Reading For Monday Jonah 1:1-17
The word of Lord came to Jonah, who was in the midst of his prophetic career. He was probably the most popular prophet of his day due to his consistently encouraging prophecies regarding the military successes of Jeroboam II. Jonah was told to go to Nineveh. Typically, prophets of Israel did not leave their homeland to pronounce the judgment of the Lord on Gentile nations. Nineveh was one of the main centers of the Assyrian empire. Nineveh was a wicked city whose transgressions included idolatry and pride, cruel oppression, and especially brutal warfare. Nineveh was also a city that found itself under divine condemnation. Jonah would have been the first Israelite prophet to announce divine judgment to a foreign city, but here comes one of the surprising plot twists in the book. Jonah rebelled against the command of the Lord. Instead of going to Nineveh, Jonah fled to Tarshish. Initially, we are not given the reason for Jonah’s reluctance to proceed immediately to Nineveh. Jonah is simply a truant prophet of the Lord. Jonah wanted to flee from God. In essence, Jonah tended his resignation as a prophet. Jonah traveled to Joppa, a seaport on the coast of ancient Israel. There he found a Phoenician cargo ship about to sail for Tarshish. Jonah paid the fare with a stubborn determination to abandon his ministry.
The first of a series of supernatural events that demonstrate God's sovereignty in the book is now related. God hurled a great wind on the sea. The storm was so fierce that the crew was afraid, and the ship was about to break up. Every man cried out to his god as the last resort. The crew jettisoned the cargo to lighten the boat in the hope they would be able to ride out the storm and tried to counter the storm by some rowing of their own. In spite of this violent storm, Jonah was asleep in the hold of the ship. The ship’s captain discovered Jonah and rebuked him for sleeping during the crisis. The crew concluded that the storm must have been sent against them to punish someone on board, and they decided to “cast lots” to determine the guilty party.

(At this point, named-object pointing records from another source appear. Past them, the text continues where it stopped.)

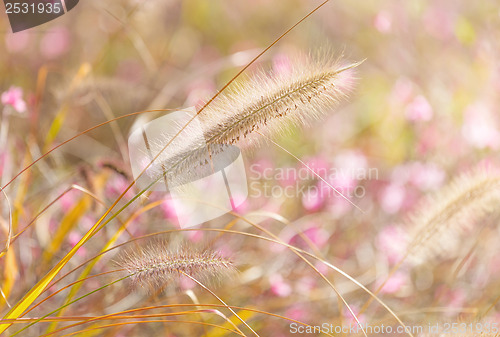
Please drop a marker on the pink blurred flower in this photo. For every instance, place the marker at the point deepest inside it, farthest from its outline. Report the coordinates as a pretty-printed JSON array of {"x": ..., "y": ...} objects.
[
  {"x": 14, "y": 98},
  {"x": 392, "y": 241},
  {"x": 383, "y": 22},
  {"x": 199, "y": 92},
  {"x": 3, "y": 159},
  {"x": 419, "y": 110},
  {"x": 168, "y": 208},
  {"x": 439, "y": 22},
  {"x": 395, "y": 283},
  {"x": 392, "y": 198},
  {"x": 317, "y": 235},
  {"x": 313, "y": 199},
  {"x": 55, "y": 42},
  {"x": 195, "y": 236},
  {"x": 17, "y": 42},
  {"x": 402, "y": 91},
  {"x": 426, "y": 176},
  {"x": 479, "y": 127},
  {"x": 279, "y": 287},
  {"x": 296, "y": 313},
  {"x": 350, "y": 319}
]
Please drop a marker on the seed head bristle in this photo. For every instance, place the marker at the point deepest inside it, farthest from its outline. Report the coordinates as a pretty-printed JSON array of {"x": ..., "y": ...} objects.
[
  {"x": 156, "y": 266},
  {"x": 438, "y": 224},
  {"x": 265, "y": 103}
]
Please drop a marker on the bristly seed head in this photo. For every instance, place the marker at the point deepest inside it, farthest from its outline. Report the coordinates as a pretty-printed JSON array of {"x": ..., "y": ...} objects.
[
  {"x": 265, "y": 103},
  {"x": 156, "y": 266}
]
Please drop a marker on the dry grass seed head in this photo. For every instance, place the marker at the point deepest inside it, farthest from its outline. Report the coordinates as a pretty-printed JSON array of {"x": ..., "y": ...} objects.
[{"x": 156, "y": 266}]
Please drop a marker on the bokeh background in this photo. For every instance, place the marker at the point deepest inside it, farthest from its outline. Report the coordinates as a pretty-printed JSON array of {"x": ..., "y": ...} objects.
[{"x": 424, "y": 110}]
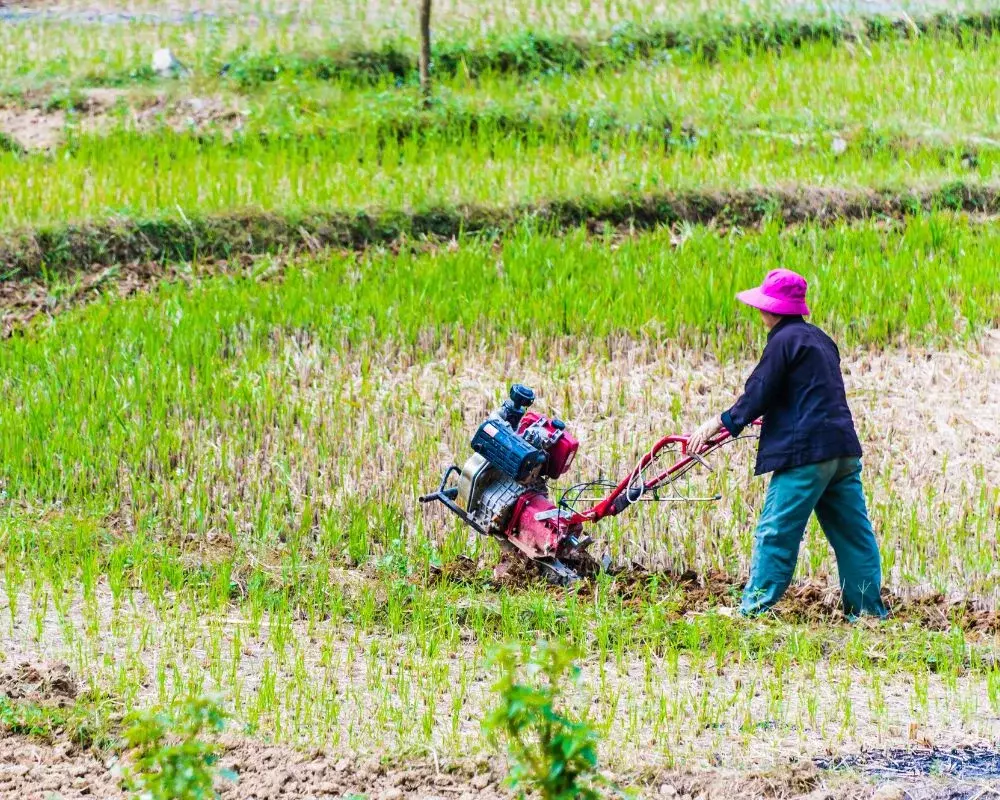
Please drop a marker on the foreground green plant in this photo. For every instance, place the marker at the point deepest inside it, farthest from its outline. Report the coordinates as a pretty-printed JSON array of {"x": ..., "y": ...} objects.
[
  {"x": 551, "y": 752},
  {"x": 171, "y": 758}
]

Once his guilt was exposed, the sailors began to question Jonah. Jonah explained that he was a Hebrew. Jonah described God as the one who made the sea and the dry land. Under the pressure of the moment, Jonah was bearing witness to a group of pagan men. His confession of faith in God is at the same time an admission that God was responsible for the storm. The reluctant missionary told them that he was fleeing from God. When the sea became even more tempestuous, they pled with Jonah to tell them what they could do that might calm the sea. Jonah directed them to throw him into the sea, but the Gentile sailors were reluctant to throw Jonah into the sea, and they rowed desperately to return to land. After every attempt to free themselves of the storm and Jonah's God failed, they prayed that they might not perish in the storm or be held guilty of shedding innocent blood. The sailors picked up Jonah and threw him into the sea. Immediately, the sea stopped its raging. When the sailors witnessed the instantaneous calming of the water, they were even more afraid and worshiped God. They offered a sacrifice to the Lord and made vows of allegiance to him. God appointed a great fish to swallow Jonah. God's creatures know their maker, and they do his bidding. The great fish is the instrument of God’s grace. The good Lord saved this rebellious prophet from certain destruction in the water of the sea through a fish. Jonah survived three days and nights in the stomach of the fish. The fish event occupies only three verses in the Book of Jonah but gets most of the attention.
Things To Consider:
- What does this teach us about God's justice and the nations?
- What are some ways that you have acted in Jonah fashion by trying to run from God? Are you still running?
- How bad must the storm have been for men that had spent their lives on the water to reach their apparent desperation?
- How does one sleep through such a tremendous storm?
- What do you think was going through Jonah's mind while the sailors cast lots?
- How do the words that Jonah speaks indict him in his hypocrisy?
- Why do you think Jonah's solution was to throw him overboard since it meant certain death?
- What do we see about desperation and the prayers of the crew?
- How is the fish God's grace and salvation?